Automatic start-stop systems are common in cars today, so here’s a quick look into how they work their magic
When you turn your vehicle’s key or press the start button, what gets everything going is the starter. It’s an electric motor with the sole purpose of spinning the crankshaft to start the engine, but on many newer vehicles it plays that role even more often. Several auto manufacturers are adding start-stop technology, which shuts off the engine at idle and then starts it up again when you’re ready to go.
The heart of an engine is its central crankshaft, which spins to produce the motion that eventually turns the wheels. It’s turned by the pistons, which move up and down to spin it the same way your legs power a bicycle. In order for the engine to start and run, most of its associated functions also have to start at the same time. Some are launched by the crankshaft’s first turns; the electrical system also comes on to power the fuel pump and the ignition system for the spark plugs.
Attached to the rear of the crankshaft is a disc, called the flywheel, which spins whenever the crankshaft does. One of its functions is to even out the crankshaft’s motion to reduce vibration, but it’s also essential to starting the engine thanks to the ring gear, a set of teeth around its rim. A solenoid on the starter creates a contact that sends the battery’s power through to the starter motor. A drive mechanism on the starter, called the Bendix gear, meshes its small pinion gear with the teeth on the ring gear. As the pinion gear turns, the ring gear does also, which causes the crankshaft to spin.
That spinning gets everything going. The crankshaft pulls down some of the pistons, forming a vacuum in each cylinder that sucks in fuel and air. The spark plug ignites the mixture, creating the combustion that powers each piston and taking over to spin the crankshaft. The starter is no longer needed. A spring disengages it from the ring gear, and the solenoid contact opens and cuts off the power to it.
On a conventional vehicle, starting the engine is the battery’s primary job. Once the engine is running, it spins an alternator/generator that provides power for the vehicle’s electrical needs, from igniting the spark plugs to running the lights. It also feeds electricity back into the battery, where it’s stored for the next engine start. The battery’s only other tasks are to run accessories when the engine’s off — such as when you’re sitting with your stereo on — or to take over if the alternator fails, in which case the car will run until the battery is drained.
You’ve probably seen vintage pictures of motorists cranking a handle on the front of their cars. On these early vehicles, spinning the crankshaft to start the engine was done solely with muscle power. Cadillac introduced the first car with a self-starter in 1912, and that basic design is still the one used.
Hybrid vehicles also need to start their gasoline engines, but in addition to the engine, they have an electric motor-generator. This either works by itself when the vehicle runs on electricity alone, or in conjunction with the gas engine for extra acceleration. Instead of a conventional starter, it also spins the crankshaft to start the engine as needed — not just when the car first starts, but any time that the system needs to go from electric-only to gas-and-electric.

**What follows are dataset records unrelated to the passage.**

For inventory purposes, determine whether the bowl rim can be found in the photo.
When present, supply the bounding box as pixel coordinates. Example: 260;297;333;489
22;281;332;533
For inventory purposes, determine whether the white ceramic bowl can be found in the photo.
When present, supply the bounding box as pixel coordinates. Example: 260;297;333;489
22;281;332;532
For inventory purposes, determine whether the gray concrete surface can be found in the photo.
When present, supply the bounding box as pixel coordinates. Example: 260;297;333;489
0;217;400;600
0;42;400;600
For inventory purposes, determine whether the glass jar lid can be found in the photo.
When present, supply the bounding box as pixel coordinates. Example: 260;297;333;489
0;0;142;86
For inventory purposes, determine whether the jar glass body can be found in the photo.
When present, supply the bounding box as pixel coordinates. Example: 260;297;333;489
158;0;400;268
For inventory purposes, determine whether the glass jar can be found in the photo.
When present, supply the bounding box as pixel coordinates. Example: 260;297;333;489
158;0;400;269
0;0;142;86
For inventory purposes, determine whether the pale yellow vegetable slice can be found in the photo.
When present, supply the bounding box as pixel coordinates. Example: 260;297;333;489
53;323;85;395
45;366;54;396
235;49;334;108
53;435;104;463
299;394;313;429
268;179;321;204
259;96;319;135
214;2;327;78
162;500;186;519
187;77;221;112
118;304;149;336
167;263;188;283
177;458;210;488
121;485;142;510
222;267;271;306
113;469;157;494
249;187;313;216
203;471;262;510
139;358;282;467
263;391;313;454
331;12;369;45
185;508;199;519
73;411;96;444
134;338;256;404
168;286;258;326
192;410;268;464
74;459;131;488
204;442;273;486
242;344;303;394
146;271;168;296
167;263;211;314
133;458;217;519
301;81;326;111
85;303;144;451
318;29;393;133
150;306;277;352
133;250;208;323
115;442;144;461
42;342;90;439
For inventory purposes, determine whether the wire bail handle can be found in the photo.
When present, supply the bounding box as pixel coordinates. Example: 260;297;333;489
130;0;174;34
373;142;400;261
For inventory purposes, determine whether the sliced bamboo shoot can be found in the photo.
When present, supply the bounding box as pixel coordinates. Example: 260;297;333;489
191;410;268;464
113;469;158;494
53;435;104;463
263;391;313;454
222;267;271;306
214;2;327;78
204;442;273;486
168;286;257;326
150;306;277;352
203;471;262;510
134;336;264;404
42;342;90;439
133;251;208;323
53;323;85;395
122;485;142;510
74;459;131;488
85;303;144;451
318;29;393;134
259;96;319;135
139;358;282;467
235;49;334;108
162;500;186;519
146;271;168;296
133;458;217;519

The motor spins the crankshaft very fast and the engine start is generally smoother. In some hybrids, it can be difficult to tell when the gasoline engine kicks in during driving.
Hybrids turn off the gasoline engine at idle, such as when you’re sitting at a stop light, and now many non-hybrids do as well in order to save fuel and reduce emissions. Everything else continues to operate, including the climate control, lights and stereo, and the engine restarts as soon as you take your foot off the brake.
These non-hybrid vehicles use a starter, of course, but because the engine stops and starts so many times, the starter and its system are optimized to reduce wear-and-tear. This can include specific materials and bearings for longer life, enhanced pinion gear ratio so the starter doesn’t have to turn as fast, and control modules that stop the engine’s cylinders at a point where it’s easiest to start everything up again. The start-stop system also doesn’t engage unless all conditions are right for it, including ambient temperature and if the engine has sufficiently warmed up. Most vehicles give the driver the option of temporarily disabling the system if start-stop isn’t desired, and also automatically shut it off if the car is put into “Sport” mode.
A few vehicles have mild hybrid systems, such as the eTorque system available on the 2019 Ram 1500. These pair a motor-generator with a 48-volt battery, and while they don’t drive the vehicle on electricity alone as a full hybrid can, they start the gasoline engine and smooth out acceleration. Expect to see this even more, as automakers work to meet efficiency standards — and get you started as well.